White House

Steve Bannon’s Insurgency Has Collapsed. That Doesn’t Solve the GOP’s Predicament.

Former White House Chief Strategist Steve Bannon speaks during a campaign rally for Republican candidate for U.S. Senate Judge Roy Moore in Midland City, Alabama, December 11, 2017. (Jonathan Bachman/Reuters)
Trump himself creates a different set of problems.

Only a few months ago, it seemed as if Steve Bannon’s plan to take over the Republican party wasn’t just a fantasy. After he left the White House last summer, the former presidential adviser was talking big about a new version of the Tea Party — the uprising that knocked off several mainstream Republicans earlier in the decade. This time it would be orchestrated by the populists at Breitbart.
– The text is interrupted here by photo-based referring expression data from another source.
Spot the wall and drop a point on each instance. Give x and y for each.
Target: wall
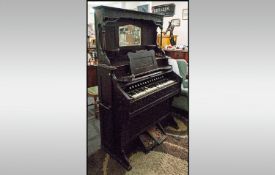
(181, 31)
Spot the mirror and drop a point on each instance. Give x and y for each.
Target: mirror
(129, 35)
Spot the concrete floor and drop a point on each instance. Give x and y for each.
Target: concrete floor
(93, 129)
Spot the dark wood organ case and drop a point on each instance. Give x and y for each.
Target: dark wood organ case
(136, 83)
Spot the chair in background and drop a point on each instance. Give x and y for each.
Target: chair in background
(93, 92)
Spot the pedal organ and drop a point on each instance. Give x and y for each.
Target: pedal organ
(136, 83)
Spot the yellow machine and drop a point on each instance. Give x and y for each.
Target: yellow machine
(165, 40)
(170, 39)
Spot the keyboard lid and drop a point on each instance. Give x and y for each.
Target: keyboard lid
(142, 61)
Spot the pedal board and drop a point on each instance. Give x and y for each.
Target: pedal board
(152, 137)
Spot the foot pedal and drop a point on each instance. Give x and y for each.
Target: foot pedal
(147, 142)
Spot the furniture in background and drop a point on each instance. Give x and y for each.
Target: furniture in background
(91, 75)
(93, 92)
(92, 85)
(165, 40)
(177, 54)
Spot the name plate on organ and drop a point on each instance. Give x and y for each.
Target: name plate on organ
(142, 61)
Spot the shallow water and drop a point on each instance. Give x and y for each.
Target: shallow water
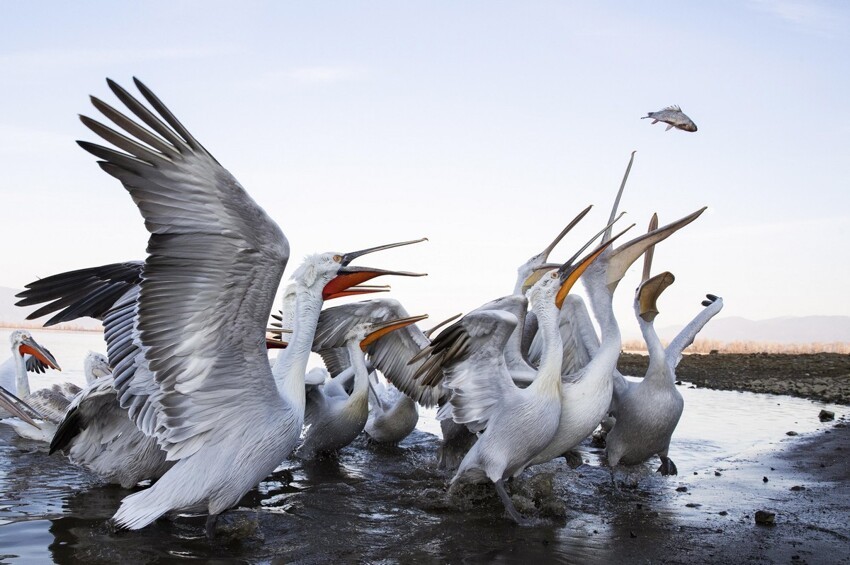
(390, 504)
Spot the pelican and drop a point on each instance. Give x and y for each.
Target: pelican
(514, 423)
(647, 412)
(97, 432)
(27, 355)
(586, 395)
(333, 421)
(190, 363)
(392, 414)
(46, 404)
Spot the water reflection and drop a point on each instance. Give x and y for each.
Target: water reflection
(390, 505)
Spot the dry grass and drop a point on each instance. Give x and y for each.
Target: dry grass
(709, 345)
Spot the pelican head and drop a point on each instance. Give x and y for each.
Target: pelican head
(23, 343)
(338, 278)
(531, 271)
(96, 365)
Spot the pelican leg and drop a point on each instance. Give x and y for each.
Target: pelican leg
(667, 466)
(574, 459)
(210, 527)
(509, 506)
(614, 478)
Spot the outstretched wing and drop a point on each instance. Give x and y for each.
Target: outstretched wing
(390, 354)
(215, 261)
(673, 354)
(84, 292)
(467, 357)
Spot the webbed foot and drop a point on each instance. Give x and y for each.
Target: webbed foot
(667, 467)
(509, 505)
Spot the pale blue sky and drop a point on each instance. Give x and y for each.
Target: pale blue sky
(484, 126)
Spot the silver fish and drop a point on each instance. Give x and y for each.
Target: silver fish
(673, 117)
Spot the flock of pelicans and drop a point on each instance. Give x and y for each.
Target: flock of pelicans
(188, 398)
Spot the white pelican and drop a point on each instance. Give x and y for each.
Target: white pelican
(514, 423)
(27, 354)
(333, 421)
(47, 404)
(97, 432)
(392, 414)
(586, 395)
(648, 411)
(195, 373)
(577, 332)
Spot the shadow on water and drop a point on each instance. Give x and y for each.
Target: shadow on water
(378, 504)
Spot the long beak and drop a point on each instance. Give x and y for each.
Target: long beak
(348, 281)
(570, 273)
(623, 257)
(349, 277)
(538, 272)
(545, 253)
(18, 407)
(647, 257)
(30, 346)
(649, 292)
(428, 333)
(607, 235)
(384, 328)
(272, 343)
(351, 256)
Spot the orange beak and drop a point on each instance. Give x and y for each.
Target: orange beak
(570, 273)
(42, 354)
(384, 328)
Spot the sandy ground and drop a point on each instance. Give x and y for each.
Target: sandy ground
(819, 376)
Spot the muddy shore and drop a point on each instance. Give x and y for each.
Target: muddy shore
(811, 517)
(819, 376)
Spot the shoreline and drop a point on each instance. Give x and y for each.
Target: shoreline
(817, 376)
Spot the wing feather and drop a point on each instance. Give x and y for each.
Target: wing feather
(215, 259)
(673, 353)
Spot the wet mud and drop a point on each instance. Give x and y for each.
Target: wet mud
(391, 505)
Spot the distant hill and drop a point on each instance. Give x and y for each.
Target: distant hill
(804, 329)
(15, 316)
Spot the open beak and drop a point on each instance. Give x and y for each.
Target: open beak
(623, 257)
(29, 345)
(272, 343)
(570, 273)
(384, 328)
(607, 235)
(429, 332)
(348, 278)
(18, 407)
(348, 281)
(647, 257)
(648, 294)
(544, 255)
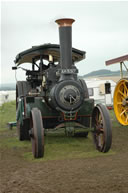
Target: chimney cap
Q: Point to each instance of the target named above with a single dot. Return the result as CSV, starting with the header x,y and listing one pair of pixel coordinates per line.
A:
x,y
64,22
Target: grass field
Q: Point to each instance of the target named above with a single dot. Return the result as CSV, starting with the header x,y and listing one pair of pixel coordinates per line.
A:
x,y
57,145
70,164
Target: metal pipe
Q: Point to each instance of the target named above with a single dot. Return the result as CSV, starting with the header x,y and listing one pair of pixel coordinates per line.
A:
x,y
65,35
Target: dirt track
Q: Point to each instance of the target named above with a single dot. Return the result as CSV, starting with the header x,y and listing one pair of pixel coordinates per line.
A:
x,y
88,175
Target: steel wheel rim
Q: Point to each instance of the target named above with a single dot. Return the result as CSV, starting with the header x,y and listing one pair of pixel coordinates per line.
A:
x,y
121,101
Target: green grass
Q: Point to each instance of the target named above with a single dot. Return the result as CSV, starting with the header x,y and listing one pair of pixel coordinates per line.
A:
x,y
57,145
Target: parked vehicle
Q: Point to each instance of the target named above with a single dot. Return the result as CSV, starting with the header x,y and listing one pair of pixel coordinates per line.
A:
x,y
53,97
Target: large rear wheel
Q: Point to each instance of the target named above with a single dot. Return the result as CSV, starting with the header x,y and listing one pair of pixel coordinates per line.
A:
x,y
37,133
121,101
102,133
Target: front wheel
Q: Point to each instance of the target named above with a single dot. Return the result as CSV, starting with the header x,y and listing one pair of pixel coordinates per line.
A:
x,y
37,133
102,133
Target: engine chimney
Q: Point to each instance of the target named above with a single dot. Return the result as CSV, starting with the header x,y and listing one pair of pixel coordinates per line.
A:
x,y
65,34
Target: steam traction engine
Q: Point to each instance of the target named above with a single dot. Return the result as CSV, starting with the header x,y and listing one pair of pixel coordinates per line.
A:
x,y
53,97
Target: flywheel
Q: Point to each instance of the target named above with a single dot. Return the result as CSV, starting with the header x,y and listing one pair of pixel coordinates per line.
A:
x,y
121,101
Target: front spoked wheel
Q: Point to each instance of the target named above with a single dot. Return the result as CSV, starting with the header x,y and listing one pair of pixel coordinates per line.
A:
x,y
102,133
37,133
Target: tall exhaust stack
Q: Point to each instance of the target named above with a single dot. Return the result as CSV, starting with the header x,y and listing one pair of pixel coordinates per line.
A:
x,y
65,35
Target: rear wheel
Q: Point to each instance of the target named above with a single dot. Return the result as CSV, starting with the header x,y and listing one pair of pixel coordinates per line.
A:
x,y
102,133
37,133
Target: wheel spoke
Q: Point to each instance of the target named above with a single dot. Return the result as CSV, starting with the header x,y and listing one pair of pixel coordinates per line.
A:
x,y
123,112
119,103
122,93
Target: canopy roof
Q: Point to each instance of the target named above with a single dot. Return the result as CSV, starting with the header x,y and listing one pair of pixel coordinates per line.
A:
x,y
45,50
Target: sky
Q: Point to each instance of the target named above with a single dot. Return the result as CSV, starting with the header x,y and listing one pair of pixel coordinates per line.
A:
x,y
100,29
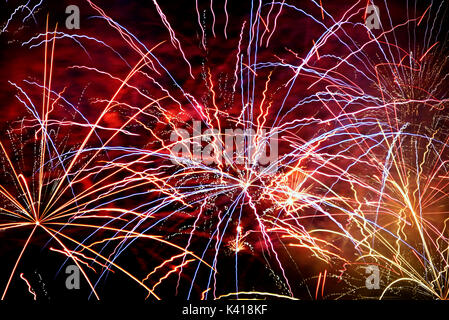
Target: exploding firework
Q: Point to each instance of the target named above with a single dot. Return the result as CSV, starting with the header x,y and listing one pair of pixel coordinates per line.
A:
x,y
228,153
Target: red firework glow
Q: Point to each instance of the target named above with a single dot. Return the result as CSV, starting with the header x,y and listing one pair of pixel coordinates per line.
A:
x,y
212,151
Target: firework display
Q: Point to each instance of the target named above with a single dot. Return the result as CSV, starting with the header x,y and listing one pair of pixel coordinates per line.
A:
x,y
214,150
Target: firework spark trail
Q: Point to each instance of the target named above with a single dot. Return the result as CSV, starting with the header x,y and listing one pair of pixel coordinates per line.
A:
x,y
364,171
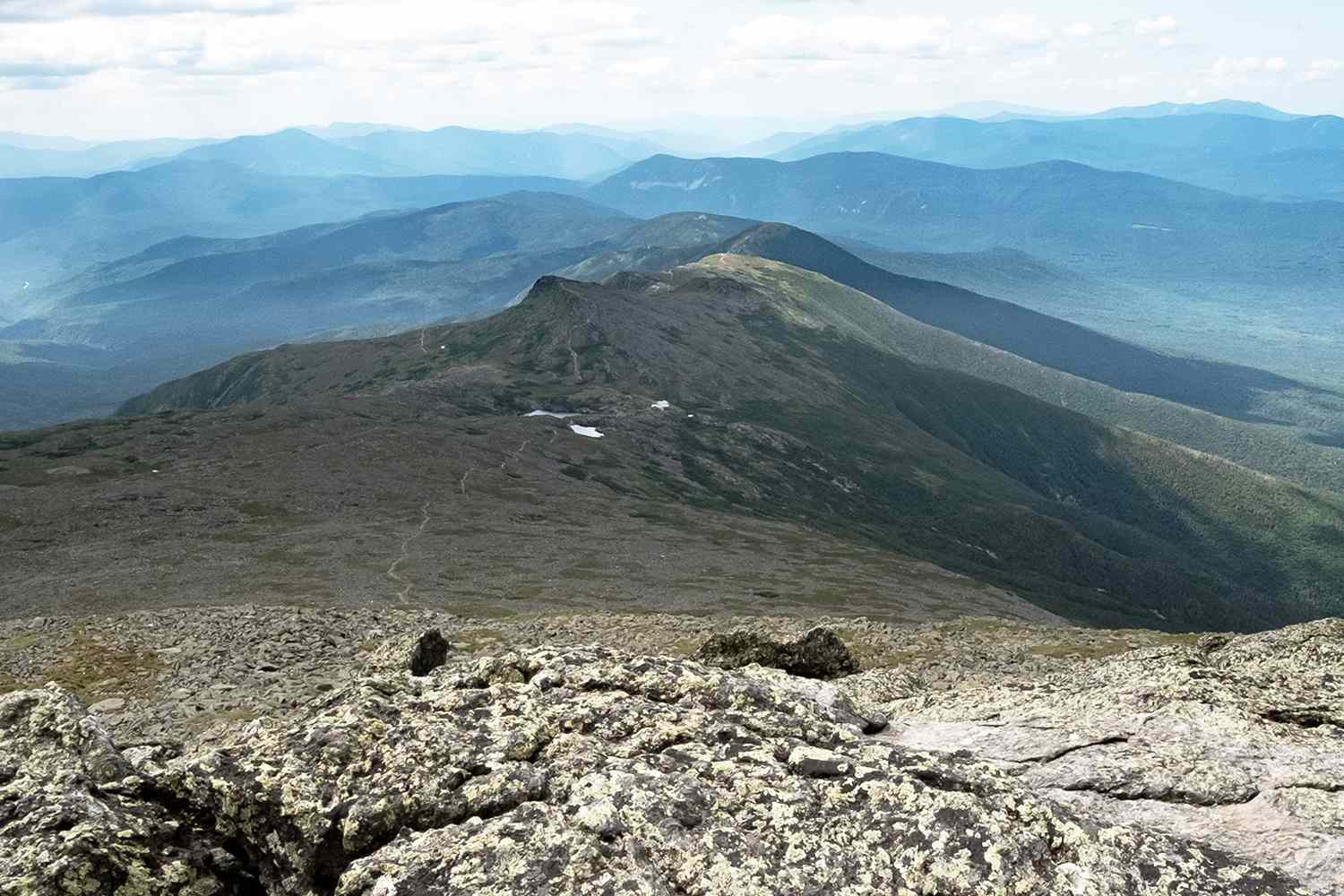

But Bannon staked everything on Roy Moore’s campaign to represent Alabama in the Senate. Moore beat the establishment pick in the primary, and in doing so forced many Republicans, including President Trump, to back Moore in the general election. The defeat of the deeply flawed former judge — who, between the primary and the general election, was credibly accused of sexual misconduct in years past — was the beginning of the end for Bannon’s plans.

The loss of a safe Republican Senate seat woke up the conservative movement and the party to the potential cost of Bannon’s plans. More to the point, it woke up Trump, who after a year in office has a better appreciation of the value of a GOP Senate majority than perhaps he did when Bannon was running his presidential campaign.

The fruits of that realization were on display last week, when a Bannon recruit bowed to pressure from Trump and pulled out of a Nevada primary against incumbent senator Dean Heller. Danny Tarkanian had Bannon’s support and made it clear he wasn’t happy about giving up the chance to upend a relative moderate. But after the president tweeted that Tarkanian should run for an open House seat rather than engage in a bitter primary that would probably weaken the Republicans’ chances in the general, the challenger felt he had no choice but to do as he was told.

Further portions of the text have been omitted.